Another central question is how intracellular forces are transmitted to the ER. New insights into this question come from a recent study by the Henne laboratory (5). Merta and colleagues de-orphanize the previously poorly characterized protein calmin (CLMN), demonstrating that it acts as a physical tether between the tubular ER and actin filaments at focal adhesions. Using a proximity-labeling technique with endogenously-tagged proteins specific to either ER sheets, tubules, or the nuclear membranes, the authors identified CLMN as an ER tubule–specific transmembrane protein. They found that CLMN contains a cytoplasmic pair of actin-binding calponin homology (CH) domains. These CH domains are closely related to those of nesprins, which form part of the LINC complex that transmits forces between the nucleus and the cytoskeleton (11, 12). CLMN’s localization and CH domains allow it to recruit ER tubules to focal adhesions by stably interacting with actin filaments at the basolateral surface. The reason for the specificity of CLMN to a subset of actin fibers remains to be resolved. Depletion of CLMN promoted peripheral actin bundling, increased the number of focal adhesions by reducing adhesion disassembly, and reduced cell motility. CLMN depletion also reduced intracellular calcium bursts, whereas CLMN overexpression increased calcium burst events, revealing a crucial role of CLMN in modulating calcium dynamics by perturbing ER–plasma membrane contact sites. It is intriguing to speculate whether CLMN depletion or overexpression could alter the forces experienced by NOMO and other ER structures, which could further modulate mechanotransduction processes in the ER.

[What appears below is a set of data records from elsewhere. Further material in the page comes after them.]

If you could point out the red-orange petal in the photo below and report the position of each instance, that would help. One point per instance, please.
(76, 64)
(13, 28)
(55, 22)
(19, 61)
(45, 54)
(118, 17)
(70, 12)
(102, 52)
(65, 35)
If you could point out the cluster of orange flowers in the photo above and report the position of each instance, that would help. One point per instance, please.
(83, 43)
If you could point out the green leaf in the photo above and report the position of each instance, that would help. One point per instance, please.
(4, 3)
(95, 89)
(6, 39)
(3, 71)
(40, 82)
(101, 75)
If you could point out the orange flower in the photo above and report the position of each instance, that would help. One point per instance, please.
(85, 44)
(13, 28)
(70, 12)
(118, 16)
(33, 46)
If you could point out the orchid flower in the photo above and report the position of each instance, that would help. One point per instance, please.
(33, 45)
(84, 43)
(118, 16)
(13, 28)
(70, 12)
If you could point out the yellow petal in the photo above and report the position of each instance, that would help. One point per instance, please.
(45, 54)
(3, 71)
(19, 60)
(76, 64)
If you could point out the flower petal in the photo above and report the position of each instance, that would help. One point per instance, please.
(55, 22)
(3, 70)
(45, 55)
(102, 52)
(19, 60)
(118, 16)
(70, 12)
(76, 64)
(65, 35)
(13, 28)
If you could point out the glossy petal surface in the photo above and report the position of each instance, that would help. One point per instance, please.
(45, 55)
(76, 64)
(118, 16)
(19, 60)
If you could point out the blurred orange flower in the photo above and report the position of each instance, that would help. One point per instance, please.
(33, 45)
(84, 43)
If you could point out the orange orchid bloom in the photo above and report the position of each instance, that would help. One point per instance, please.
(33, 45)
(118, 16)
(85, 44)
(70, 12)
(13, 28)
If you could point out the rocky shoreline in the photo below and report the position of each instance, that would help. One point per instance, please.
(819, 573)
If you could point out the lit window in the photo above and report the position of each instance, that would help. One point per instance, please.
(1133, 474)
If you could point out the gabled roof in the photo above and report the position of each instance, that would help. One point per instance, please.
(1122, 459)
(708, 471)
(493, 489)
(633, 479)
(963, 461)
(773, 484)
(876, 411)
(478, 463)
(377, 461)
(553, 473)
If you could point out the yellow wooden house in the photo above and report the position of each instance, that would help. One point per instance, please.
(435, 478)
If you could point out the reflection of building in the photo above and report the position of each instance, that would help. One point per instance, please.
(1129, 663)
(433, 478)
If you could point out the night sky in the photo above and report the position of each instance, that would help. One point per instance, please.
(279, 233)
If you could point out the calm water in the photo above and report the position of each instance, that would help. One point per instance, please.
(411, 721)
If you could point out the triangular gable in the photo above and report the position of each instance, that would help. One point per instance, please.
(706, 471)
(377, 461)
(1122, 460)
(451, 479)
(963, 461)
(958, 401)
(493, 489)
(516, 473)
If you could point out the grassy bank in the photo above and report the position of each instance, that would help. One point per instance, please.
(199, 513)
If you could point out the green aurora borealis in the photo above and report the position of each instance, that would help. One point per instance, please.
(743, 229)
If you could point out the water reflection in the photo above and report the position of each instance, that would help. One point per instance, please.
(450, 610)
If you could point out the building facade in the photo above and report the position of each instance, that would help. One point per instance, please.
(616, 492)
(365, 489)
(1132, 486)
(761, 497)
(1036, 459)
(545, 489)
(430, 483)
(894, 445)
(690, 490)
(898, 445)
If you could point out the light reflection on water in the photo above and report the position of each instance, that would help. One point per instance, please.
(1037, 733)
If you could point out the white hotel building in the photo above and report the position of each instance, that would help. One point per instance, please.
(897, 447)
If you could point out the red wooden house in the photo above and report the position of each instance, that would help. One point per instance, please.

Taken together, the publications by the Schlieker and Henne groups offer exciting new insight into the mechanobiology of the ER. The identification of NOMO as a force-bearing structure in the ER is the first direct evidence that the ER is under mechanical force in cells and that ER-resident proteins might use mechanical feedback to maintain ER morphology and function. The work by Merta et al. paints a complementary picture by revealing how ER tubules interact with force-bearing cytoplasmic structures, providing a mechanism by which ER proteins such as NOMO may receive mechanical input. Although many details of ER mechanotransduction—and the crosstalk of these mechanisms with other cellular mechanosensing processes—remain to be resolved, these studies highlight the rapidly growing field of organelle mechanobiology and stimulate exciting follow-up questions about how mechanical forces influence diverse aspects of cell biology. The fear of missing out (FOMO) for the ER (and other organelles) is thus no more.